Burger, J. D., Henderson, J., Kim, G., Zarella G.: Discriminating gender on twitter. In: Proceedings of the Conference on Empirical Methods in Natural Language Processing, pp. 1301-1309 (2011)
Accurate prediction of demographic attributes from social media and other informal online content is valuable for marketing, personalization, and legal investigation. This paper describes the construction of a large, multilingual dataset labeled with gender, and investigates statistical models for determining the gender of uncharacterized Twitter users. We explore several different classifier types on this dataset. We show the degree to which classifier accuracy varies based on tweet volumes as well as when various kinds of profile metadata are included in the models. We also perform a large-scale human assessment using Amazon Mechanical Turk. Our methods significantly out-perform both baseline models and almost all humans on the same task.
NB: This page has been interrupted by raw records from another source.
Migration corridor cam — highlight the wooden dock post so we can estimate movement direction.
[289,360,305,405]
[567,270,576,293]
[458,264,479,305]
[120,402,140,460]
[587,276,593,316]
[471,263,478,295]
In this paper, Burger et al. attempt to identify the gender of Twitter users using four different fields: the language content of tweets as well as the full name, screen name, and description of the user from their profile. They utilize more than 4 million tweets from 184 000 authors in various languages -- 66.7% of which were in English. Both word- and character-level n-grams from each of the previously mentioned fields are utilized in different combinations as inputs for the balanced winnow2 classifier. They performed a number of experiments with the winnow algorithm, evaluating the four fields in isolation and various combinations. Significantly, they compared the efficacy of their classifier results to human performance of the same activity conducted over a crowdsourcing platform. When considering a single tweet, the algorithm’s predictive accuracy was 67.8% compared to the 75.5% predictive accuracy achieved if all of a user’s tweets were used. The combination of all four fields achieved an accuracy of 92.0% whereas the combination of tweets and screen name (the data most often available) achieved an accuracy of 81.4%. Surprisingly, all these were higher than the accuracy of the human raters, who predicted gender at an accuracy of 65.7% form individual messages.